# Nikon 85mm 1.8G Sharpness (wide open)



## jjphotos (May 8, 2017)

Hi guys, 

I was taking a few shots today with my 85mm (at 1.8) and I noticed that the photos I took were soft at the point I focused at (subject was my friend's face). I used the point focus rather than the centre weighed. 

Is there a way to test sharpness and whether it's a matter of me just not used to having no VR (or doing soemthing incorrectly) or if it's the lens? Thanks.


----------



## nerwin (May 8, 2017)

That's normal (to me), shooting wide open will not always yield the sharpest results.

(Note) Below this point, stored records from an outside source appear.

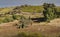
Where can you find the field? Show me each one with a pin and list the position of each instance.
(10, 17)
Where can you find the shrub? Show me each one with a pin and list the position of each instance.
(23, 34)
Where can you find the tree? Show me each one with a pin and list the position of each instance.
(49, 11)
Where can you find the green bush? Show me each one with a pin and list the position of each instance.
(23, 34)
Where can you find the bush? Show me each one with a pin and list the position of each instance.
(23, 34)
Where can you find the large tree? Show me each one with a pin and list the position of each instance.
(49, 11)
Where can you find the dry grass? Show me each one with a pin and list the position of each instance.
(43, 28)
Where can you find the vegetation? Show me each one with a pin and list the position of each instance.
(32, 34)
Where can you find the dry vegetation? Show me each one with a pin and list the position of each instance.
(41, 29)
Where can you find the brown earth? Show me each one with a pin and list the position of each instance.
(52, 28)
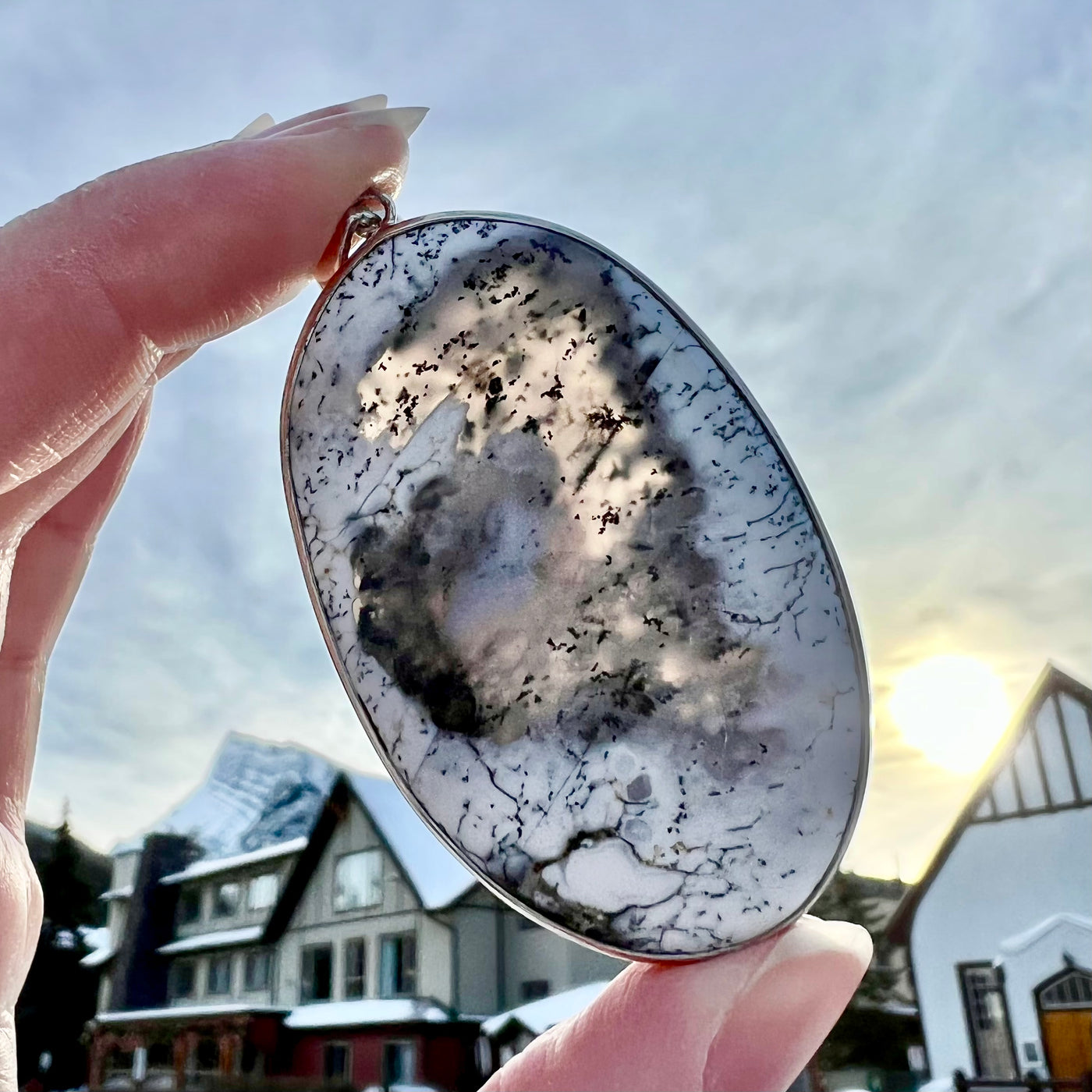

Even stopping down to f/2 will increase the sharpness substantially.

I had the 85 1.8G and I never recalled it being razor sharp at wide open, always had to be stopped down. If you want wide open sharpness, then you'd have to get the 85 1.4G haha. You gotta remember that f/1.8 at 85mm (or 127mm on crop) is very, _very_ narrow depth of field. Your breathing alone or pressing the shutter button is enough to cause softness. Just keep that in mind.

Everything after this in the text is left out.